The trend to fewer blogposts continued – this is only the 9th blogpost this year. Twitter followers rose from 750 to 950 over the year.
Akshay Shanker – his primary adviser was Warwick McKibbin and I was on his supervisory panel – received his PhD with very positive feedback from the examiners. He has a part time position at ANU working on the Grand Challenge Project and I am supervising him on that.

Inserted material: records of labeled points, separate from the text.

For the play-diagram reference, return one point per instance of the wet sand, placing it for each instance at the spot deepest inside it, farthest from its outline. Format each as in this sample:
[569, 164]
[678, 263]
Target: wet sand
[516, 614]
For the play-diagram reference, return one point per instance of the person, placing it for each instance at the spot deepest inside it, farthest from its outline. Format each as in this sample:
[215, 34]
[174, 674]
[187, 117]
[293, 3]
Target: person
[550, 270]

There doesn't seem to have been any major progress on the issues surrounding economics at ANU, that I mentioned in last year's post. Arndt Corden seems to be heading towards being a specialist program dealing with developing Asia and there is no overall identity for economics at Crawford. I increasingly identify with the Centre for Applied Macroeconomic Analysis.
On a related theme, I applied for three jobs on three different continents. One of these – the one in Australia – went as far as an onsite interview, but the more I learnt about the job the less enthusiastic I was, and I wasn't offered it. It was a 50/50 admin/leadership and research position.
Looking forward to 2019, a few things can be predicted:
- We're about to submit our first paper on the rebound effect and should also put out a working paper or two on the topic.
- I'll continue research with Akshay on the Grand Challenge project.
- I'm not planning to go to any conferences this year. I have one seminar presentation lined up at Macquarie University in the second half of the year.
- My PhD student Panittra Ninpanit will submit her thesis at the beginning of the year, and I have a new student, Debasish Kumar Das, starting. The plan is for him to work on electricity reliability.
- I'll be teaching environmental economics and the masters research essay course again in the first semester.